Ricetta del Morzello Catanzarese
Ingredienti per 6–8 persone
Il morzeddu è un piatto robusto, non adatto a chi preferisce sapori delicati. Le frattaglie e i peperoncini gli conferiscono un profilo aromatico pungente e caratteristico.
- 1 kg di trippe miste (omaso e centopelli)
- 1 kg di frattaglie di vitello: cuore, reni, fegato, milza
- Salsa di peperone piccante (q.b.)
- Peperoncino piccante fresco o secco
- 3 foglie di alloro
- 1 kg di pomodoro passato
- 50 g di triplo concentrato di pomodoro
- Origano secco
- Olio extravergine d’oliva
- Sale fino
Preparazione tradizionale
1. Pulizia e prebollitura delle frattaglie
Lava accuratamente trippe e frattaglie sotto acqua corrente fredda. Porta a bollore una pentola capiente d’acqua e immergi in ordine:
- cuore, polmone e reni
- dopo 20 minuti aggiungi centopelli e omaso
- a seguire il fegato, che richiede un tempo più breve
Durante la prebollitura elimina con un mestolo le impurità che affiorano. Scola tutto, risciacqua con acqua fredda e taglia in pezzetti piccoli e uniformi, caratteristica essenziale per il morzello.
2. Rosolatura con spezie e peperoncino
In un tegame capiente scalda un filo d’olio extravergine. Aggiungi le frattaglie tagliate, il peperoncino, la salsa di peperone piccante, le foglie di alloro e un pizzico di origano. Sala leggermente e fai rosolare per qualche minuto, fino a far insaporire bene la carne.
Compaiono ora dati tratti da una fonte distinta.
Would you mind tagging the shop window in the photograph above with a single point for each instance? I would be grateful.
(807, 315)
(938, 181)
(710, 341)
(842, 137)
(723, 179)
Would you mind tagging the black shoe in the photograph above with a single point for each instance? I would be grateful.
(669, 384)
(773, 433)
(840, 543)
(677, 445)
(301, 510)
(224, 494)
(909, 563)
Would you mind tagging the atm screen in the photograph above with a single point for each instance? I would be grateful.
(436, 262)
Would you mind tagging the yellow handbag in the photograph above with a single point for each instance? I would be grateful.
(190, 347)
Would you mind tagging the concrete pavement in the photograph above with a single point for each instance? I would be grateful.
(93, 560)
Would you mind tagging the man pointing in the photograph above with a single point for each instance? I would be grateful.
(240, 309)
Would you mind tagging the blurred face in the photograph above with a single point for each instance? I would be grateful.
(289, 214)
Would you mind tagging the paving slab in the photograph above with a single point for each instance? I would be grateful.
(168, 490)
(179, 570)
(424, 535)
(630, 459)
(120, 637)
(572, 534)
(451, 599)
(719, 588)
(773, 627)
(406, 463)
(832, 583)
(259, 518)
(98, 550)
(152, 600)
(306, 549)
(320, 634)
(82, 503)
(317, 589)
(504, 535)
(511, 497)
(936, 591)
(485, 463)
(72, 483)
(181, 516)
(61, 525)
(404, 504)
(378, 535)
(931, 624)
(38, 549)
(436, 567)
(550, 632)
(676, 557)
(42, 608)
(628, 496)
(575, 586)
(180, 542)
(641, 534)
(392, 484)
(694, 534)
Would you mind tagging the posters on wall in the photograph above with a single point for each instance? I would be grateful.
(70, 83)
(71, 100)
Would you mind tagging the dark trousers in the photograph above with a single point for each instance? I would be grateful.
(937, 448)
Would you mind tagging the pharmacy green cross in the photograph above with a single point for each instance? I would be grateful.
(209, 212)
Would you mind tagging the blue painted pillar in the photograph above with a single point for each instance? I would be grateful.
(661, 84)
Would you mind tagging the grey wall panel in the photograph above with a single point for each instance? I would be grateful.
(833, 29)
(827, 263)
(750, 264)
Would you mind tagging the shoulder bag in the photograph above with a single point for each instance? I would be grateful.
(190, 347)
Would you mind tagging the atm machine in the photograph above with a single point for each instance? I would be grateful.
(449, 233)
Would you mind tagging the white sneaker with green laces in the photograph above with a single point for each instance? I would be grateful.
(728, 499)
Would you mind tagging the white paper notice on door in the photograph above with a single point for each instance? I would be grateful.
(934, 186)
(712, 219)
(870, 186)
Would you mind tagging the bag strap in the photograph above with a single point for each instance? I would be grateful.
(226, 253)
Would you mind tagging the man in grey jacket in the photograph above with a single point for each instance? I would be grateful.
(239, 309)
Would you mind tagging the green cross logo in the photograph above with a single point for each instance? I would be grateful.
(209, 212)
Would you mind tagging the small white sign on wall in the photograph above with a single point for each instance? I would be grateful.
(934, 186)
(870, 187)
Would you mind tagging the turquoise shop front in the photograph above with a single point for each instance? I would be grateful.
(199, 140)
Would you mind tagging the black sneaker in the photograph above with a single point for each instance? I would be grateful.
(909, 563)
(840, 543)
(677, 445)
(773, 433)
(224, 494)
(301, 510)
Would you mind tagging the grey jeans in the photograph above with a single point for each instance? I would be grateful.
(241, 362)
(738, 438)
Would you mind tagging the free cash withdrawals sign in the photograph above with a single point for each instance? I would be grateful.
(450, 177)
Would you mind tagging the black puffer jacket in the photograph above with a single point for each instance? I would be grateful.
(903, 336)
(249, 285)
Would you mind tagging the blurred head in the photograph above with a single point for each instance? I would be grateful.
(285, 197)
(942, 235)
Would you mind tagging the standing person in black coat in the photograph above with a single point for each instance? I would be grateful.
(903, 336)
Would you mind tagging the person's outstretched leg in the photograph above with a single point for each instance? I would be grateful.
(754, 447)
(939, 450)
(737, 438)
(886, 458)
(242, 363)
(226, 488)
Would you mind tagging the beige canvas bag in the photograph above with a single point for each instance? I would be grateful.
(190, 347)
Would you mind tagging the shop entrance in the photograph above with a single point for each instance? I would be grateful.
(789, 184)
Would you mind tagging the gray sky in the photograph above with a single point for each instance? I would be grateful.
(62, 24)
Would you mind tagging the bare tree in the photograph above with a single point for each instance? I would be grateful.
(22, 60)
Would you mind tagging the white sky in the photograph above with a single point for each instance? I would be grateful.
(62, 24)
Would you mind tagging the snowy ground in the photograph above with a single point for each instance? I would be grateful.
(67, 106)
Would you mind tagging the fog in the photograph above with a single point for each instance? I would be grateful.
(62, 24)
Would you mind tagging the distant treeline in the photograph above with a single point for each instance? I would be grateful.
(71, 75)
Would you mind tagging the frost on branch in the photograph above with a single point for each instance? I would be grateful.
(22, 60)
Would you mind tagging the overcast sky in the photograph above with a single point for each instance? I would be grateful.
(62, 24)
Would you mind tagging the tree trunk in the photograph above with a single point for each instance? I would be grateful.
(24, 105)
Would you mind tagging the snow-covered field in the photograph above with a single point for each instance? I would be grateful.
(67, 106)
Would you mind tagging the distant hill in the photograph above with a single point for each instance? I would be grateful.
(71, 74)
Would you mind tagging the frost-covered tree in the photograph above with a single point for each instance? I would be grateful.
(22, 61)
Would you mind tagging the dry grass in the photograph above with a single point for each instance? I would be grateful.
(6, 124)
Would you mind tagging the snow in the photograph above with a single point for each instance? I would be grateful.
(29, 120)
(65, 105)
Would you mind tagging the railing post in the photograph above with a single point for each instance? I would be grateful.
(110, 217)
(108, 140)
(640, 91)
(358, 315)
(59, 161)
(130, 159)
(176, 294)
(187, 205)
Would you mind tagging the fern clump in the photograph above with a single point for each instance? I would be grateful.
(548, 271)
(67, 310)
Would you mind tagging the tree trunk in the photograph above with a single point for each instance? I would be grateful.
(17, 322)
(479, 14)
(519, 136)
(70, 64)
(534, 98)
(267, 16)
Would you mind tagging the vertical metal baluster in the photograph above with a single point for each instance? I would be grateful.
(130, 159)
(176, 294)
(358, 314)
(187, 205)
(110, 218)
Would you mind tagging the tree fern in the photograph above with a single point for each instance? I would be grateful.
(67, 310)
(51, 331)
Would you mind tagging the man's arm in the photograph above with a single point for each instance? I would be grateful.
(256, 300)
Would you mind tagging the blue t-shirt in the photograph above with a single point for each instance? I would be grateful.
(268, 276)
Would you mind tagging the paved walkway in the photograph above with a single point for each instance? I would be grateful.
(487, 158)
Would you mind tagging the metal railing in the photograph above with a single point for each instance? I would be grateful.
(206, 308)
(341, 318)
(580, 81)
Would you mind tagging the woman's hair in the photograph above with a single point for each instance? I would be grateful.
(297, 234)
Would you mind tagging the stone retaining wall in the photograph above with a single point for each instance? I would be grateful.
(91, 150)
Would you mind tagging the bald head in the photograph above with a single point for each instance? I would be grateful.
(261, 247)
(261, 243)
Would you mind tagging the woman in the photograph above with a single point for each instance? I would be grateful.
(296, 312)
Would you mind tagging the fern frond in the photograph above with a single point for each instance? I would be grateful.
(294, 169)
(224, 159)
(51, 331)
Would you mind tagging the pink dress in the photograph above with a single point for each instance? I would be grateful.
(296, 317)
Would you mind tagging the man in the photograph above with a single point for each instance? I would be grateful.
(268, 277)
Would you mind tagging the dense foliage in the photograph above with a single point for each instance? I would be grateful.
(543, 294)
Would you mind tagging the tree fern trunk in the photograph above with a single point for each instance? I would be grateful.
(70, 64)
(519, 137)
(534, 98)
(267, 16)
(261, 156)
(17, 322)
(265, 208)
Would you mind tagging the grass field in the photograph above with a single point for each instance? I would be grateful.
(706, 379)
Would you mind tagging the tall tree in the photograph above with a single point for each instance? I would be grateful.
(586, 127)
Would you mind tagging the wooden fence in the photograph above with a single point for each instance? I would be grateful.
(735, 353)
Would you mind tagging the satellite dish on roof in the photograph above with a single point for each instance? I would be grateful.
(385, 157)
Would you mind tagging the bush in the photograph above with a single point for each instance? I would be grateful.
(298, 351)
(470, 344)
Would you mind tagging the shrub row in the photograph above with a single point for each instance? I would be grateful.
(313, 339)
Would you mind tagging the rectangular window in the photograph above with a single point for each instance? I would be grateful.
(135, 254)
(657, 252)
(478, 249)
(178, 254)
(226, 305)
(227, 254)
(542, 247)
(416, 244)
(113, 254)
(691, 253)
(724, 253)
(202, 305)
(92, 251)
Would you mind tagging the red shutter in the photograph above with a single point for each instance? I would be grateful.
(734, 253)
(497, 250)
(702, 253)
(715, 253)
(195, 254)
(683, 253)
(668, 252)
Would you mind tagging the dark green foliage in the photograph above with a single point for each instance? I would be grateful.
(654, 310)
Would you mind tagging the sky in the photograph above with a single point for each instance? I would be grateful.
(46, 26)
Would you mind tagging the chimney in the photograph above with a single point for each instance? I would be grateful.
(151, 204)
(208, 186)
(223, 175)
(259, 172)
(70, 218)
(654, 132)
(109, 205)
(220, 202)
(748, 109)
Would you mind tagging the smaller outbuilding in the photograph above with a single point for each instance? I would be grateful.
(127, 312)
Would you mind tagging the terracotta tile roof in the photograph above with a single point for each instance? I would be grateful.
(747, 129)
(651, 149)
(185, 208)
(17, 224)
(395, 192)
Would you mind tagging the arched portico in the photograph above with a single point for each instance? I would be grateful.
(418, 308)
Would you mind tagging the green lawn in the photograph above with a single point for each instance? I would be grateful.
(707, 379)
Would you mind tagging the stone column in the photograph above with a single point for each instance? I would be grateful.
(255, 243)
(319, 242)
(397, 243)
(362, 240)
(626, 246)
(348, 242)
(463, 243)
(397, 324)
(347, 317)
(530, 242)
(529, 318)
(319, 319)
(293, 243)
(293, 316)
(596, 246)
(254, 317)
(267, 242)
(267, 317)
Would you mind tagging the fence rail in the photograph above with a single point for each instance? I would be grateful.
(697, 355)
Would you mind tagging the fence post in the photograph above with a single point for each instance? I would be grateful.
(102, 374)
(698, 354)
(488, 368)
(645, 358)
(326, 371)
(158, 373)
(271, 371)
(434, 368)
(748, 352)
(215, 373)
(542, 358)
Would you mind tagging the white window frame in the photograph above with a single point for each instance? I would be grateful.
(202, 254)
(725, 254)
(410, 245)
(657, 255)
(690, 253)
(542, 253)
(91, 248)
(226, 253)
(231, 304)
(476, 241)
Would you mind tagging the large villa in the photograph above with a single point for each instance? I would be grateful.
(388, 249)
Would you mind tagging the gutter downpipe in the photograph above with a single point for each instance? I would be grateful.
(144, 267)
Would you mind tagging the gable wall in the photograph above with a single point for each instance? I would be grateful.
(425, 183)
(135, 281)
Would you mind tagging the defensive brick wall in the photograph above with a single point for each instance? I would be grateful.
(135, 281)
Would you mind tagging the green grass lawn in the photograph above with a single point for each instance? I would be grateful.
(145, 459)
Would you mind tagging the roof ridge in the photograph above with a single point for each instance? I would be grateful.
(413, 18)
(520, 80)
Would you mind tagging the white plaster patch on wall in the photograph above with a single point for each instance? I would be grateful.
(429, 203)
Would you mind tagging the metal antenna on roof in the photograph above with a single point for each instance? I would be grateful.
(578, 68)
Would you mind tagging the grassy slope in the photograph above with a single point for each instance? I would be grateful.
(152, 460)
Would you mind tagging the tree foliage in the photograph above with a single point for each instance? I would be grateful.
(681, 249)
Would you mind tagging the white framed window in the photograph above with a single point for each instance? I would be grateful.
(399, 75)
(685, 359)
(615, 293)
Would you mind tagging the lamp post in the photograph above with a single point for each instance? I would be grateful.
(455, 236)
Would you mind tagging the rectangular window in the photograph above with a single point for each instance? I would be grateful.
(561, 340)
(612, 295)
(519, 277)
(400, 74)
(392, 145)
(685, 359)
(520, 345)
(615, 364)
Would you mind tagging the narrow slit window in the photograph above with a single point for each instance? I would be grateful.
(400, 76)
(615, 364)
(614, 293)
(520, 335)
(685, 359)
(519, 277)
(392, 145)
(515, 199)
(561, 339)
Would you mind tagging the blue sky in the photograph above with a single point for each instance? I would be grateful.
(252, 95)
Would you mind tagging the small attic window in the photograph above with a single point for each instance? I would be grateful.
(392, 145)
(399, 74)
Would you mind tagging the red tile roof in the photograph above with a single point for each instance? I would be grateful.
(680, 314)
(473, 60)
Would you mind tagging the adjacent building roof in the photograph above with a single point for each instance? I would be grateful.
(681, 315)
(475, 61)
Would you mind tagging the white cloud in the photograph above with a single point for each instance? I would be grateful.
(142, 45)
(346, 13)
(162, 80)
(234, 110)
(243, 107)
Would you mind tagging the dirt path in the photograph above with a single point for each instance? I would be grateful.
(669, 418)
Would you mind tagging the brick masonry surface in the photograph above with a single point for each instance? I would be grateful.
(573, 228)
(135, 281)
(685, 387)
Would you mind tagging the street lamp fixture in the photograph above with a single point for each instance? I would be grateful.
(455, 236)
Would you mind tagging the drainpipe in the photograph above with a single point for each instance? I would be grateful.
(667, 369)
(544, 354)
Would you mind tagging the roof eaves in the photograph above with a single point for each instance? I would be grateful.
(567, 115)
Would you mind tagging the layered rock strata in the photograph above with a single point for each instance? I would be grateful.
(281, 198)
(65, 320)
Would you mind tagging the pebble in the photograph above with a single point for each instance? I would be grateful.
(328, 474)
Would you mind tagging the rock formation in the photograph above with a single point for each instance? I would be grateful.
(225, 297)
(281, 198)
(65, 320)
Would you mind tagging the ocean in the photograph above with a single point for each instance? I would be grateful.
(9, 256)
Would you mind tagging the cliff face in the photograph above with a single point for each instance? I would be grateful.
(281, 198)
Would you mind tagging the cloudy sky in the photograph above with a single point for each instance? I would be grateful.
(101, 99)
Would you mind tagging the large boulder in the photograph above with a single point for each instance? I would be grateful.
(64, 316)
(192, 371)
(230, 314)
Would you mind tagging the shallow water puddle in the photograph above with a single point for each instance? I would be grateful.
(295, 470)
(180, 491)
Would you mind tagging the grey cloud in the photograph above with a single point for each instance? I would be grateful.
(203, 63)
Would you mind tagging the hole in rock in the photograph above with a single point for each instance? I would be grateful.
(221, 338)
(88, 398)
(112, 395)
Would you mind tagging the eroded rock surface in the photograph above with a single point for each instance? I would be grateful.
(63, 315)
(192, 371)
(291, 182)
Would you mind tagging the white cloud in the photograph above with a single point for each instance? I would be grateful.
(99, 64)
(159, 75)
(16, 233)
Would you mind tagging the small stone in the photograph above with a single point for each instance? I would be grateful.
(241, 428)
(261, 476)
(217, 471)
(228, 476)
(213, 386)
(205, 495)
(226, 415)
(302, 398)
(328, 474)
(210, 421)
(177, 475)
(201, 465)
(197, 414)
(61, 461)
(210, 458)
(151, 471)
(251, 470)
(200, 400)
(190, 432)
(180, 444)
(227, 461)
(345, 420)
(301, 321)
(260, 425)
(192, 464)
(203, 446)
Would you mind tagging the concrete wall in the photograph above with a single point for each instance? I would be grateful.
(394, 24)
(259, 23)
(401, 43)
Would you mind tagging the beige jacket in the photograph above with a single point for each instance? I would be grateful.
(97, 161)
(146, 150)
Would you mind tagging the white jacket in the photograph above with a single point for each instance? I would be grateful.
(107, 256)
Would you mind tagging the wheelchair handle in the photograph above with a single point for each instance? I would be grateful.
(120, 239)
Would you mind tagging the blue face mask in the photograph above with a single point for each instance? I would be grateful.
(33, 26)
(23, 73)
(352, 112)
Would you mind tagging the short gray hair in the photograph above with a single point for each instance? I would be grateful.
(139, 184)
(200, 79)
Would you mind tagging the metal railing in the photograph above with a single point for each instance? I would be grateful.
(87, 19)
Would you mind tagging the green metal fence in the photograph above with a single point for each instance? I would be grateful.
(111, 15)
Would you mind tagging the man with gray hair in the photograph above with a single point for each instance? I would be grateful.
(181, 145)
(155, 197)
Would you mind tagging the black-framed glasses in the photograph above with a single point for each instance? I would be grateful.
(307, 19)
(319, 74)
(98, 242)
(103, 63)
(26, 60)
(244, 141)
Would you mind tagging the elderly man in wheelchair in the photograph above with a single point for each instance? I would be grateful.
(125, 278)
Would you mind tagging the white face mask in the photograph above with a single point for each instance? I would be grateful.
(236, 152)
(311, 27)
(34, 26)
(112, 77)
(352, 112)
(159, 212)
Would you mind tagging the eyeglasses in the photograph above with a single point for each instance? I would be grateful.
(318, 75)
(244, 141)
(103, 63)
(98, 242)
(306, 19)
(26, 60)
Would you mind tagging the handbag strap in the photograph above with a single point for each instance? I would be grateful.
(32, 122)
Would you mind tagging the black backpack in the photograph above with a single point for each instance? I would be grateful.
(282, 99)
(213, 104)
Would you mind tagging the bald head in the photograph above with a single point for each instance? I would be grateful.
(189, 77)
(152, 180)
3. Cottura lenta nel pomodoro
Unisci il pomodoro passato e il triplo concentrato. Mescola e porta a sobbollire a fuoco basso, lasciando la pentola semicoperta. Cuoci per circa 1 ora, mescolando di tanto in tanto.
A fine cottura il sugo deve risultare denso, rosso scuro e molto aromatico. Se serve, aggiungi qualche cucchiaio di acqua calda per completare la cottura delle frattaglie. Regola di sale e aggiungi un altro pizzico di origano se gradito.
4. Servizio
Il morzello si serve caldissimo, tradizionalmente accompagnato dalla pitta catanzarese, il pane locale che assorbe il sugo piccante e ne esalta i sapori. È uno di quei piatti che “parlano la lingua della cucina calabrese”: forte, schietto, senza compromessi.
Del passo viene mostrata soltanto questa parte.